Living things don't have free will. We are prisoners of causality doomed to be conceived without our consent, doomed to be born without our agreement, doomed to suffer without our permission and doomed die against our wishes. Our choices are made according to our genes, environments, nutrients and experiences. If you had my genes, environments, nutrients and experiences you would have been typing these words where and when I am typing these words. If I had your genes, environments, nutrients and experiences I would have been reading these words where and when you are reading these words.
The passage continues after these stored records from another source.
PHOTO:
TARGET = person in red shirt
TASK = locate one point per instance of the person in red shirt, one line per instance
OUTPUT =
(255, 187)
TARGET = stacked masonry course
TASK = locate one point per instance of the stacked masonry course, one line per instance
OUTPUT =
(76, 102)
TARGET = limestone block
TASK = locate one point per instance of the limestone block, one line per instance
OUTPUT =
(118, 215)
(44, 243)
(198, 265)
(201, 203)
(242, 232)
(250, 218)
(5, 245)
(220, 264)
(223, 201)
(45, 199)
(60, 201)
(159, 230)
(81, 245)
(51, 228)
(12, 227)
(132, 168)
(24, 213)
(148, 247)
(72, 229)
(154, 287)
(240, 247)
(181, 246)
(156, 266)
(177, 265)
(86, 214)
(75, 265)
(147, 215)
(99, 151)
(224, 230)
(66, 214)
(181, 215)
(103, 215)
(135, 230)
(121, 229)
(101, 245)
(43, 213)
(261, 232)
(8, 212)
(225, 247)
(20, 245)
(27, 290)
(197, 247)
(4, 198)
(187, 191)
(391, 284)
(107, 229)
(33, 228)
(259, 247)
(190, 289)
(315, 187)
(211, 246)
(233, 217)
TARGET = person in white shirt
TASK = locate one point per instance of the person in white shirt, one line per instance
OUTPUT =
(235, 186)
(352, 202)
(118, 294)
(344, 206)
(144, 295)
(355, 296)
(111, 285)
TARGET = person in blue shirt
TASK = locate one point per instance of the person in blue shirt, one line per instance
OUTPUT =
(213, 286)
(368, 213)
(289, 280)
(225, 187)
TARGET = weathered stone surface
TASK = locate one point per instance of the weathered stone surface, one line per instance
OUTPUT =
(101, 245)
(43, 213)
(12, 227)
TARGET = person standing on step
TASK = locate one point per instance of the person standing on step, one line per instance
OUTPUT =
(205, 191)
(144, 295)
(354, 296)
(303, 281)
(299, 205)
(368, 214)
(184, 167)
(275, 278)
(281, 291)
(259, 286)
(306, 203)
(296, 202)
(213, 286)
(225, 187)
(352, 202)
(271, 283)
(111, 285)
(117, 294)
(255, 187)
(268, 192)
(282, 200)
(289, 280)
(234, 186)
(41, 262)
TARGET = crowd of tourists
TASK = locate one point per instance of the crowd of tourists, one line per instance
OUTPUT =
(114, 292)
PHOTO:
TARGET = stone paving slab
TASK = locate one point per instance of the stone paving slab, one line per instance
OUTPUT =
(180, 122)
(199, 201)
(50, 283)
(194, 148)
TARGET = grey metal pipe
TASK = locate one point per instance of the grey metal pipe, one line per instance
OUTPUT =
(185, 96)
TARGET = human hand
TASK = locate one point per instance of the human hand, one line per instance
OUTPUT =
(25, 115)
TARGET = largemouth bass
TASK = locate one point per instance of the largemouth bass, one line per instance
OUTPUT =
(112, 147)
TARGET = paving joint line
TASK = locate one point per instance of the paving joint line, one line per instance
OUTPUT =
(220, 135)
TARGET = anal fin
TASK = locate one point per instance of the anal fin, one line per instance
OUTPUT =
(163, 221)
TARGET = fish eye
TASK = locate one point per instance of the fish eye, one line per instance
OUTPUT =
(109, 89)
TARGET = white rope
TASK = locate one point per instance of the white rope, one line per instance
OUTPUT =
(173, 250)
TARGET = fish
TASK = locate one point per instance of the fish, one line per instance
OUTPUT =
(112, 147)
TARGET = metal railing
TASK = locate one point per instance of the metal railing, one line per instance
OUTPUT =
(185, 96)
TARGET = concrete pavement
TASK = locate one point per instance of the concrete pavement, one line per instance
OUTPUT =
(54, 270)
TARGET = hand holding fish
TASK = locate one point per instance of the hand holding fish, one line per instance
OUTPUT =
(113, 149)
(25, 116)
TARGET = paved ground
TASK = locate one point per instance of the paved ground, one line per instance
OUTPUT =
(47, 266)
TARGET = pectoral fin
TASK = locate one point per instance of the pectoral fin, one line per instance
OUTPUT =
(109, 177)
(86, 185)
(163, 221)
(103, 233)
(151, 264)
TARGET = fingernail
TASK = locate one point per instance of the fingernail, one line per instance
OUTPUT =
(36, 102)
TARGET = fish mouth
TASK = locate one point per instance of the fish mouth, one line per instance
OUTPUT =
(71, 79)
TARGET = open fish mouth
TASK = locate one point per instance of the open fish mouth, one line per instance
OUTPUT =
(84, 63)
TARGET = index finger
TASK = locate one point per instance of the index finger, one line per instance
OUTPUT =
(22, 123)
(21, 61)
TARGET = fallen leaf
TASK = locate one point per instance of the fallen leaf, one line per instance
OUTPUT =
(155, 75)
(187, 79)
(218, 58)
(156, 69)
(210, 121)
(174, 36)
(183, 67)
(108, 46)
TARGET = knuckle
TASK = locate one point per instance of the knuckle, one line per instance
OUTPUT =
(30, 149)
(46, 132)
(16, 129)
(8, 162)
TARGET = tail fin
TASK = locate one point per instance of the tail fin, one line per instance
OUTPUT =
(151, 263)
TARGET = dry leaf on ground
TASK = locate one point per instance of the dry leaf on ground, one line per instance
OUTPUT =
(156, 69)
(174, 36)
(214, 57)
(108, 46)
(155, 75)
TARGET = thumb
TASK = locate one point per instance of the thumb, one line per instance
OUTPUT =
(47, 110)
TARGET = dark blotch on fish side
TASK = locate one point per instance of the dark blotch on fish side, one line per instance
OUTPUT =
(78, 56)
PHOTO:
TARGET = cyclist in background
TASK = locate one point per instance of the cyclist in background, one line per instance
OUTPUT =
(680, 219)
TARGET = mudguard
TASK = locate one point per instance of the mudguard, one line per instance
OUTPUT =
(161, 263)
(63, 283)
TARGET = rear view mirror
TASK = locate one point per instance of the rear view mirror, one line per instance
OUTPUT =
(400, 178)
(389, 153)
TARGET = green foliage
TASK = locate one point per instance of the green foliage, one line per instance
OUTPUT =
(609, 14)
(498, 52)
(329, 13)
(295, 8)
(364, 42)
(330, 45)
We are not free from causality.
What is wrong with your analysis is that - yes, we do not have any choice over whether or not to be born - how could we? And yes, our genes predetermine much of our behaviour, and of course our upbringing and current circumstances (ie environment) are also hugely important in how we behave. But they are mediated by our intelligence, which gives us a modicum of free will. IMVHO, other animals have a modicum of free will but are of course unable to discuss it. The issue of punishment is related but different.
When you say, as you have done so many times on this forum, that we are prisoners of causality, do you have a clear idea of what causality is? Is it not simply itself a concept which reflects the need of most human beings to create meaning in their lives? Religion is certainly one reflection of this, but I think that causality is another. We see one effect followed by another, and we think - did the first cause the second? The answer tends to be yes. Of course, this is a gross simplification, since everyone knows that two such events could have a common cause, or that they had different causes which happened to coincide at a particular moment in time, and so on. Certainty is one subjective benefit of being alive which is never available to us, objectively, as an absolute, although we are all too ready to be "certain" of many many things which history and science have shown not to be true.
I recommend you to read a few bits of philosophy, like David Hume (just look at his Wiki entry if nothing more) and, slightly more recently, the mercifully brief article by Bertrand Russell entitled "On the Notion of Cause". More recent still is the excellent book on medicine and causality by Ben Goldacre entitled "Bad Science".